É fundamental que as famílias aproveitem a ocasião para valorizarem o convívio, ressignificando o distanciamento social. Impossibilitados de participarem, presencialmente, das celebrações litúrgicas e de outras, nas igrejas, as famílias são convidadas a rezarem através das celebrações e momentos orantes transmitidos pelos diversos meios de comunicação.
Outra coisa essencial é considerarmos que o encontro com Deus em realidade de distanciamento social, não justifica a indiferença com a dor e o sofrimento alheio e com as realidades que angustiam a tantos. O distanciamento social não deve nos distanciar das periferias geográficas e existenciais. O isolamento nas casas não pode nos isolar dos sofrimentos das pessoas. Sejamos ousados e criativos para Ver a necessidade dos que sofrem; tenhamos Compaixão sendo solidários; e Cuidemos do próximo através de gestos concretos para com aqueles que não têm um lar para viver ou vivem em realidades sub-humanas.
O que nos consola é saber que as medidas restritivas são passageiras e seu objetivo é garantir o bem de todos, evitando o contágio. Mas, depois que tudo passar, devemos já estar preparados, pois quase nada será como antes. Esta crise global tem muito a nos ensinar nas diversas dimensões da vida.

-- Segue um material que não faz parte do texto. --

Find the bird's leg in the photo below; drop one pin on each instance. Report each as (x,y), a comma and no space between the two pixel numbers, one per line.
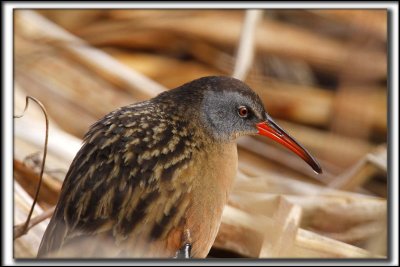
(184,252)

Evoluções em diversos setores, que aconteceriam em uma década, já estão acontecendo em um curto período de adequação à crise atual. Não pode ser diferente com a dimensão espiritual. Alimentados por essa esperança, façamos deste tempo um momento especial que exigirá de nós a sensibilidade para lermos os sinais dos tempos, a ousadia cristã e a criatividade para nos comunicarmos com Deus nutrindo e vivenciando a nossa fé.